[FFmpeg-devel] [PATCH] lavf/mov: Add support for edit list parsing.

Fri Oct 21 21:08:30 EEST 2016

On 10/21/2016 6:47 PM, Sasi Inguva wrote:
>         * Audio packets. Especially audio packets with a large number of samples.
>           It's extremely likely that edits will not fall on packet boundaries, and
>           depending on the number of samples per packet, audio sync issues can and
>           will occur, even with smaller packets of e.g. 1024 samples, if there are
>           a large number of entries in the edit list. Gradual loss of sync will
>           occur.
> 
> We handle the case of the edit list start boundary not being exactly aligned with a packet boundary, by setting skip_samples fileld properly. But we don't handle the case yet, where edit list boundary might be not aligned with the packet boundary, in which case yes, one might get a gradual loss of sync. (Which is still better than the huge loss of sync one might get if edit lists are not parsed at all! )
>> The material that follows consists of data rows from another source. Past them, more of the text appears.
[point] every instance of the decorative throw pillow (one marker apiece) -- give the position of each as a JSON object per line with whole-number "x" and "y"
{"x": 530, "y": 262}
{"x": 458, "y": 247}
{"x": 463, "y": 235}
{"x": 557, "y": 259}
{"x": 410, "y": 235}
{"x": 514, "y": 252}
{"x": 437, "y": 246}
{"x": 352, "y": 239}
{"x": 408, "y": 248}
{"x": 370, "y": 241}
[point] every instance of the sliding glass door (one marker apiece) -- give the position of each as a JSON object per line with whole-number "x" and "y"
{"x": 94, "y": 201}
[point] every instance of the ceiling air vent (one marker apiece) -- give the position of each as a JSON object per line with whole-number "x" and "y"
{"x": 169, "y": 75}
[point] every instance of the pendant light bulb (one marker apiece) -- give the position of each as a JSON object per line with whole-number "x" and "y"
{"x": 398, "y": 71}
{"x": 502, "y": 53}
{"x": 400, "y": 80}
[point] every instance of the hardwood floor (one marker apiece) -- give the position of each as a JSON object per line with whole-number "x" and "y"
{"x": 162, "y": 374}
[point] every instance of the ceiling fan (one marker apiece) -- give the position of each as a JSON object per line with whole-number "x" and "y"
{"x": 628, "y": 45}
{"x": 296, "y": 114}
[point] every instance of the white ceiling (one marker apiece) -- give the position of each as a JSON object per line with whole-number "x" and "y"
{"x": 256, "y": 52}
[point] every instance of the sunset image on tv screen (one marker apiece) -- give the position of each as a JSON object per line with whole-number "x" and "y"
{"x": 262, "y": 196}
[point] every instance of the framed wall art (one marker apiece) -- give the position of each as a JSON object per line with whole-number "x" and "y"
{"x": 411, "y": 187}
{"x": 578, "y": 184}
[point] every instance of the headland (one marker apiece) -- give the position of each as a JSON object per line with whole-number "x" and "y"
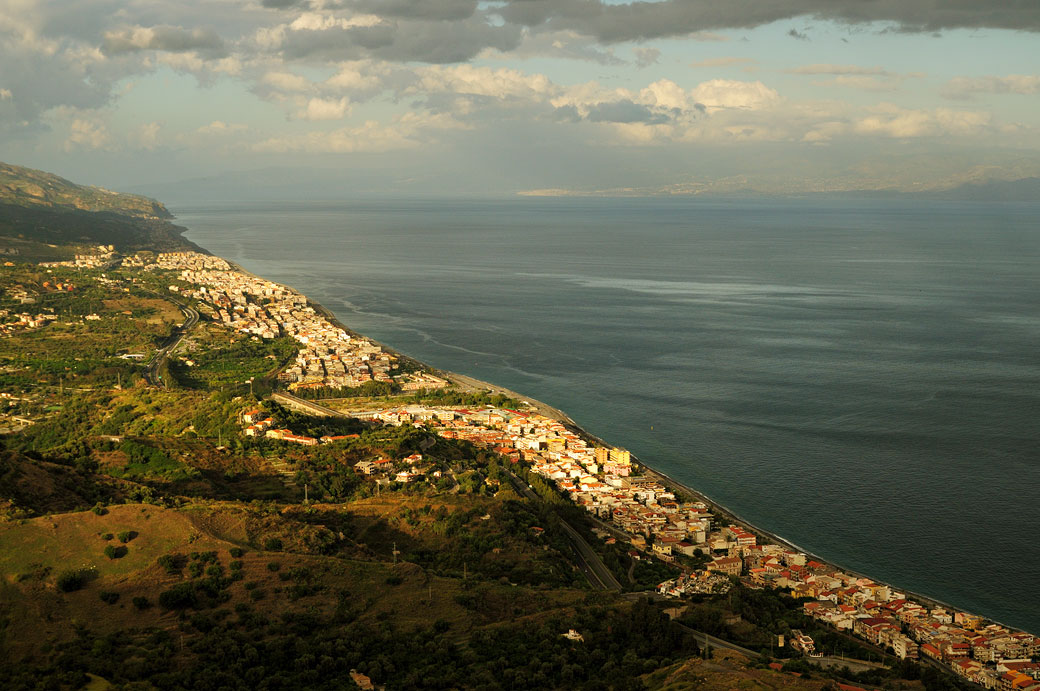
{"x": 664, "y": 519}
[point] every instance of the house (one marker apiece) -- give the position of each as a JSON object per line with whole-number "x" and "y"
{"x": 729, "y": 565}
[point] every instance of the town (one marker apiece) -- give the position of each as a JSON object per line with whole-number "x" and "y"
{"x": 623, "y": 497}
{"x": 329, "y": 356}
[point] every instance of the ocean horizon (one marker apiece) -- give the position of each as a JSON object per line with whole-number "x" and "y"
{"x": 858, "y": 377}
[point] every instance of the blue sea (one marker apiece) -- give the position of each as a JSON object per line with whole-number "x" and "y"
{"x": 859, "y": 377}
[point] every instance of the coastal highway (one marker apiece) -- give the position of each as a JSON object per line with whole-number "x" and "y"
{"x": 590, "y": 563}
{"x": 708, "y": 642}
{"x": 152, "y": 368}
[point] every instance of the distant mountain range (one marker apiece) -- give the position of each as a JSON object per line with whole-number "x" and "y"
{"x": 1025, "y": 189}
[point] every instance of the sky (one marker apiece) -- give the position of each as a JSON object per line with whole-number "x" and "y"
{"x": 522, "y": 97}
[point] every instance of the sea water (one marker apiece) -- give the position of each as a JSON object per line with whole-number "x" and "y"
{"x": 859, "y": 377}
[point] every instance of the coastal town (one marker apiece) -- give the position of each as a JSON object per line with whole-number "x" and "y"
{"x": 626, "y": 501}
{"x": 329, "y": 356}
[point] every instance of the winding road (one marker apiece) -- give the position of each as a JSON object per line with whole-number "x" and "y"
{"x": 590, "y": 563}
{"x": 152, "y": 368}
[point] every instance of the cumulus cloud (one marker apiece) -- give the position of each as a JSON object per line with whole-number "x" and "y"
{"x": 837, "y": 70}
{"x": 966, "y": 87}
{"x": 88, "y": 134}
{"x": 429, "y": 9}
{"x": 170, "y": 39}
{"x": 726, "y": 94}
{"x": 221, "y": 127}
{"x": 286, "y": 81}
{"x": 408, "y": 131}
{"x": 331, "y": 37}
{"x": 318, "y": 108}
{"x": 723, "y": 62}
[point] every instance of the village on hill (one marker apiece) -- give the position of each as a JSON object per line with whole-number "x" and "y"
{"x": 607, "y": 484}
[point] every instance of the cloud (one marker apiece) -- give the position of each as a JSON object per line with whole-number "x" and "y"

FWIW, the gradual loss of sync is very noticeable on some 'popular' apps
that heavily use edit lists, such as "1 Second Everyday: Video Diary", if
I recall. Also some codecs have rather large packets.

>         * Edit list entries that are out of order, or repeat. This one is obvious;
>           simply dropping packets is not sufficient to create a virtual timeline
>           like edit lists can be used for by various NLEs. I need to look up
>           if these are actually allowed in the ISOBMFF of QT specs, but I know
>           Matroska allows it in its virtual timeline feature.
> 
> The currrent edit list code supports edits specifying repeated segments, overlapping segments etc.  We are not just dropping packets, but we are rebuilding the whole index. If there are two edits repeating a segmeng (a section of AVPackets lets call it ) , then those section of AVPackets get added twice in the AVIndex, and the decoder would decode the section twice (though I haven't tested such video )  . 
> 
> In fact this is the case where doing it after decode might not work, because something needs to go back and feed those packets again to the decoder.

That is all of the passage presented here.